Frequently Asked Questions
What is the Nemotron 3 Nano context window size?
The Nemotron 3 Nano context window supports up to 1 million tokens. This is validated by RULER benchmark scores showing 87.5% accuracy at 64K tokens, 82.92% at 128K tokens, and 70.56% at 512K tokens. The 1M context window makes it suitable for processing entire codebases, long legal documents, or extended multi-turn conversations without truncation.
How much does Nemotron 3 Nano cost to run?
Nemotron 3 Nano pricing varies by provider and deployment method. Managed API providers like Baseten, DeepInfra, Fireworks, and Together AI offer per-token pricing. For self-hosting, you'll need approximately 60GB VRAM for BF16 precision (e.g., a single A100 80GB or H100 80GB), or 20-32GB for quantized versions. Self-hosting typically offers the lowest per-token cost at scale.
How does Nemotron 3 Nano compare to other open models like Llama and Qwen?
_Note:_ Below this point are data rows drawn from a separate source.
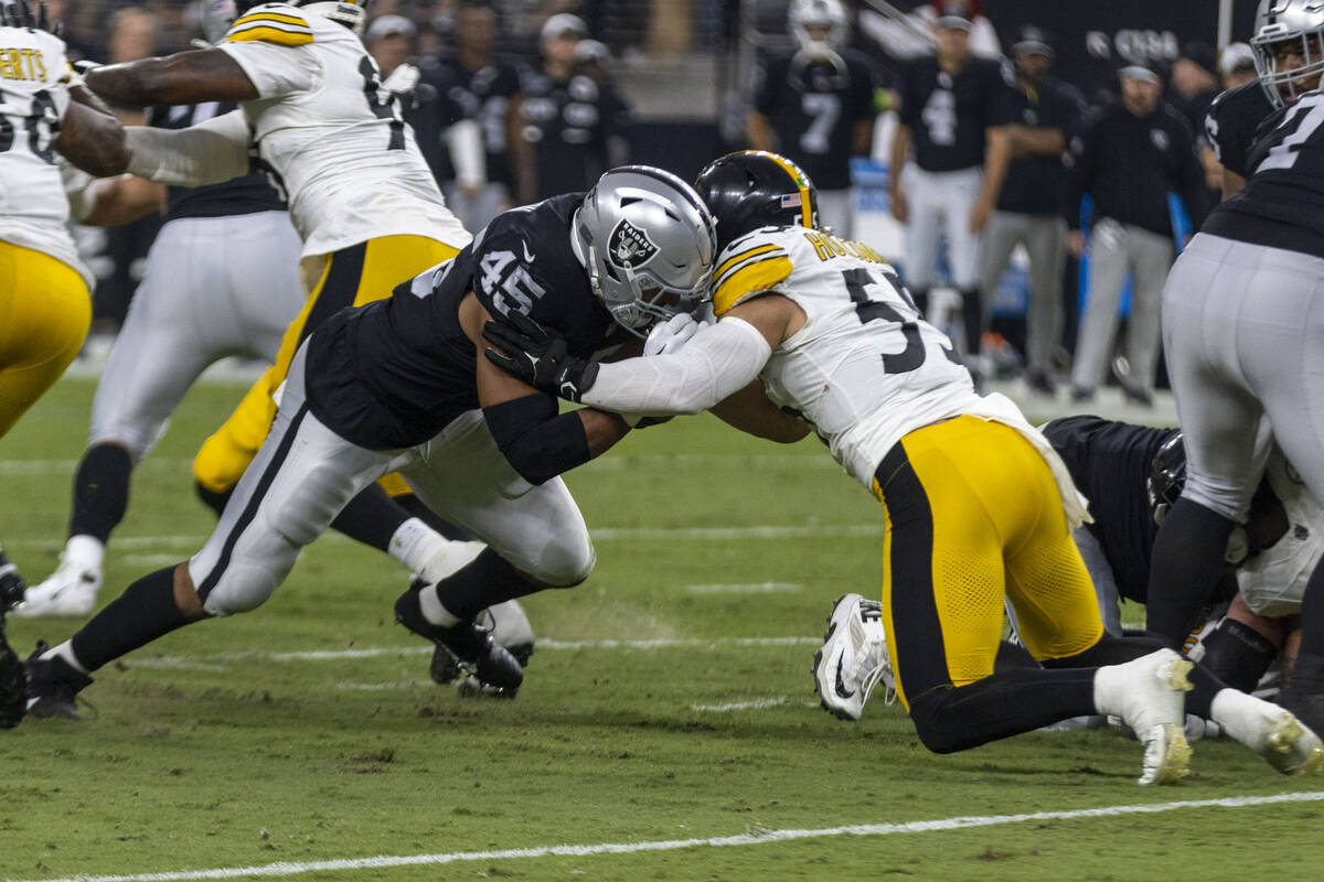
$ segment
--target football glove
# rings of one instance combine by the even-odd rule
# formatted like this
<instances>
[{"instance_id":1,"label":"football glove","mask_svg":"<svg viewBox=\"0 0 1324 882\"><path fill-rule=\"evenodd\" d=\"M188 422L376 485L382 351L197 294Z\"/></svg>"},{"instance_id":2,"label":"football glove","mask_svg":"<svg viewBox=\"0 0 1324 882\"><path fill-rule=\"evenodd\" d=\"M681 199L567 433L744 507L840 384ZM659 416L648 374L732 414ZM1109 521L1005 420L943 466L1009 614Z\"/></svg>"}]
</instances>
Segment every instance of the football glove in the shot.
<instances>
[{"instance_id":1,"label":"football glove","mask_svg":"<svg viewBox=\"0 0 1324 882\"><path fill-rule=\"evenodd\" d=\"M569 354L564 337L523 312L512 309L504 317L483 324L483 339L496 346L483 350L487 361L534 389L579 403L597 380L597 362Z\"/></svg>"}]
</instances>

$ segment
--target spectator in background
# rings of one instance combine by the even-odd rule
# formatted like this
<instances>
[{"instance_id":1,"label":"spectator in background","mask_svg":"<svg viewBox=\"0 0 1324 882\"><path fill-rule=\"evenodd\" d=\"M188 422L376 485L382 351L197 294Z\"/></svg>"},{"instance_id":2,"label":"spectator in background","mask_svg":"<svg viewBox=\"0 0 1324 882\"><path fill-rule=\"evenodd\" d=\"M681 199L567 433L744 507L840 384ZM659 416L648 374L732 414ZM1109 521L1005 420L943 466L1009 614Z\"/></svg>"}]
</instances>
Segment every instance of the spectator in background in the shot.
<instances>
[{"instance_id":1,"label":"spectator in background","mask_svg":"<svg viewBox=\"0 0 1324 882\"><path fill-rule=\"evenodd\" d=\"M1074 148L1070 175L1067 247L1086 250L1080 201L1094 200L1090 231L1090 294L1071 368L1071 398L1094 399L1112 358L1117 305L1132 278L1125 360L1115 373L1129 401L1153 402L1158 364L1158 307L1172 266L1173 226L1168 193L1177 193L1198 229L1206 210L1205 176L1186 120L1162 102L1153 70L1131 65L1119 71L1121 100L1106 108Z\"/></svg>"},{"instance_id":2,"label":"spectator in background","mask_svg":"<svg viewBox=\"0 0 1324 882\"><path fill-rule=\"evenodd\" d=\"M1010 147L1002 118L1008 82L998 62L970 54L964 9L952 5L937 20L936 56L902 67L890 194L892 216L907 225L903 276L925 312L939 237L947 238L948 275L961 295L967 366L978 382L980 233L997 205Z\"/></svg>"},{"instance_id":3,"label":"spectator in background","mask_svg":"<svg viewBox=\"0 0 1324 882\"><path fill-rule=\"evenodd\" d=\"M1047 395L1055 391L1053 354L1062 342L1062 271L1066 263L1067 169L1062 161L1086 120L1084 97L1049 75L1054 52L1039 28L1021 28L1012 45L1016 85L1006 91L1004 118L1012 163L997 209L984 231L980 291L984 329L993 292L1012 251L1023 245L1030 257L1030 303L1026 315L1026 382Z\"/></svg>"},{"instance_id":4,"label":"spectator in background","mask_svg":"<svg viewBox=\"0 0 1324 882\"><path fill-rule=\"evenodd\" d=\"M522 77L510 132L520 204L585 190L626 161L628 108L612 86L579 70L575 50L585 37L579 16L552 16L543 25L542 67Z\"/></svg>"},{"instance_id":5,"label":"spectator in background","mask_svg":"<svg viewBox=\"0 0 1324 882\"><path fill-rule=\"evenodd\" d=\"M1223 89L1237 89L1258 78L1255 73L1255 52L1243 42L1230 42L1218 56L1218 75Z\"/></svg>"},{"instance_id":6,"label":"spectator in background","mask_svg":"<svg viewBox=\"0 0 1324 882\"><path fill-rule=\"evenodd\" d=\"M846 48L841 0L792 0L786 24L798 48L760 67L745 138L800 165L818 188L820 222L850 238L850 157L873 147L876 78L869 60Z\"/></svg>"},{"instance_id":7,"label":"spectator in background","mask_svg":"<svg viewBox=\"0 0 1324 882\"><path fill-rule=\"evenodd\" d=\"M498 30L493 7L465 3L454 19L455 52L438 58L428 74L428 81L458 104L467 119L475 120L482 134L482 173L463 182L451 176L444 188L450 210L474 233L511 206L506 134L511 128L511 99L519 94L519 71L496 58Z\"/></svg>"}]
</instances>

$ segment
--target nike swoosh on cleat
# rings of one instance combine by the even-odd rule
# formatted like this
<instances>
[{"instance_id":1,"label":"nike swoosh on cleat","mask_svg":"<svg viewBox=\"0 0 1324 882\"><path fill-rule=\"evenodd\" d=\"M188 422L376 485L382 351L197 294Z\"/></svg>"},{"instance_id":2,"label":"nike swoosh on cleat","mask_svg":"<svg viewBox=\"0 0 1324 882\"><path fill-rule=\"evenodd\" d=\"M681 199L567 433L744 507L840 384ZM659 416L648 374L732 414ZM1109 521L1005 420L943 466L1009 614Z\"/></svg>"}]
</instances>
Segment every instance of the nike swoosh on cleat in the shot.
<instances>
[{"instance_id":1,"label":"nike swoosh on cleat","mask_svg":"<svg viewBox=\"0 0 1324 882\"><path fill-rule=\"evenodd\" d=\"M837 660L837 694L841 696L842 698L850 698L855 693L853 693L849 689L846 689L846 684L843 684L841 681L841 662L842 661L843 661L842 659Z\"/></svg>"}]
</instances>

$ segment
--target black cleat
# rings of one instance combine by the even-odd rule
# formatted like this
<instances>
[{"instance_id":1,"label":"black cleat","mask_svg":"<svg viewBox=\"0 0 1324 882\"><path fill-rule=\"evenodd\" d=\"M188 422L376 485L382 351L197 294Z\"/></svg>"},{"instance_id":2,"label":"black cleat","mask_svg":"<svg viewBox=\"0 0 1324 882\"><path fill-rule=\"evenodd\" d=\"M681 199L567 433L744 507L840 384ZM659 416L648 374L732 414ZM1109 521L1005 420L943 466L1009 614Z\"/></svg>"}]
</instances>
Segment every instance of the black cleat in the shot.
<instances>
[{"instance_id":1,"label":"black cleat","mask_svg":"<svg viewBox=\"0 0 1324 882\"><path fill-rule=\"evenodd\" d=\"M524 682L524 669L515 656L473 620L459 621L448 628L424 619L416 586L409 586L409 590L396 600L396 621L437 644L429 668L432 678L437 682L453 682L457 677L455 665L462 673L477 677L481 684L504 690L510 696L514 696Z\"/></svg>"},{"instance_id":2,"label":"black cleat","mask_svg":"<svg viewBox=\"0 0 1324 882\"><path fill-rule=\"evenodd\" d=\"M75 670L58 656L42 657L50 649L45 641L28 656L28 715L82 719L78 693L91 685L91 677Z\"/></svg>"}]
</instances>

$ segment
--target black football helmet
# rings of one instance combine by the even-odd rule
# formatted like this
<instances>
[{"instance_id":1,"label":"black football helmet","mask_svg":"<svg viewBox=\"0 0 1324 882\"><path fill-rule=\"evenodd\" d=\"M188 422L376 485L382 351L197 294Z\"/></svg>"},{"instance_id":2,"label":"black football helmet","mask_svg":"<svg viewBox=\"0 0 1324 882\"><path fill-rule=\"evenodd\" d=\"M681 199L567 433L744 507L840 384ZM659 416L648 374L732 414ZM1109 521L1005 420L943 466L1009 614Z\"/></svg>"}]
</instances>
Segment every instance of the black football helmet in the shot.
<instances>
[{"instance_id":1,"label":"black football helmet","mask_svg":"<svg viewBox=\"0 0 1324 882\"><path fill-rule=\"evenodd\" d=\"M760 226L818 229L818 190L785 156L748 149L708 163L694 181L718 221L718 251Z\"/></svg>"},{"instance_id":2,"label":"black football helmet","mask_svg":"<svg viewBox=\"0 0 1324 882\"><path fill-rule=\"evenodd\" d=\"M1149 492L1149 508L1155 513L1155 524L1162 524L1168 509L1176 504L1186 487L1186 448L1177 432L1162 443L1149 463L1149 479L1145 489Z\"/></svg>"}]
</instances>

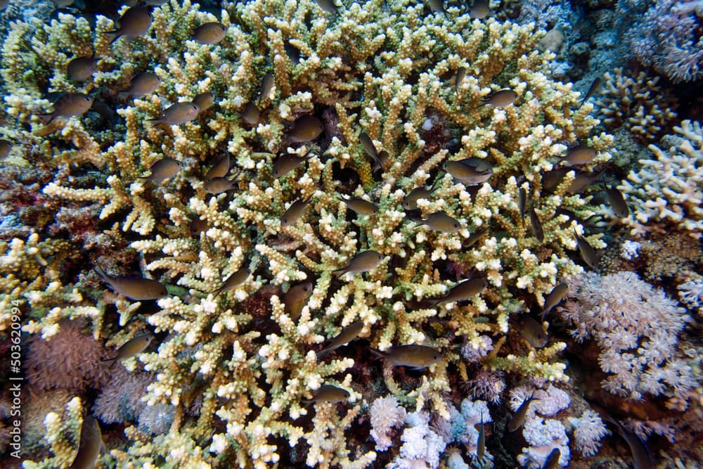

Nemotron 3 Nano benchmarks show it outperforms Qwen3 30B-A3B on math (82.88% vs 61.14% on MATH), code (78.05% vs 70.73% on HumanEval), and long-context tasks. Its hybrid Mamba-Transformer architecture provides a larger context window (1M vs 128K) and faster inference (4x improvement). The NVIDIA Open Model License allows commercial use similar to Meta's Llama license.
What hardware do I need to run Nemotron 3 Nano locally?
To run Nemotron 3 Nano at full BF16 precision, you need approximately 60GB of VRAM (NVIDIA A100 80GB or H100 80GB recommended). Quantized versions (INT8, INT4) can run on GPUs with 20-32GB VRAM. The model is optimized for NVIDIA hardware and works with vLLM, TensorRT-LLM, and SGLang for efficient serving.
When will Nemotron 3 Super and Ultra be released?
According to NVIDIA's research page, Nemotron 3 Super (~100B parameters) and Nemotron 3 Ultra (~500B parameters) are planned for release in the first half of 2026. Nemotron 3 Super is optimized for collaborative agents and high-volume workloads, while Nemotron 3 Ultra targets state-of-the-art accuracy and reasoning performance.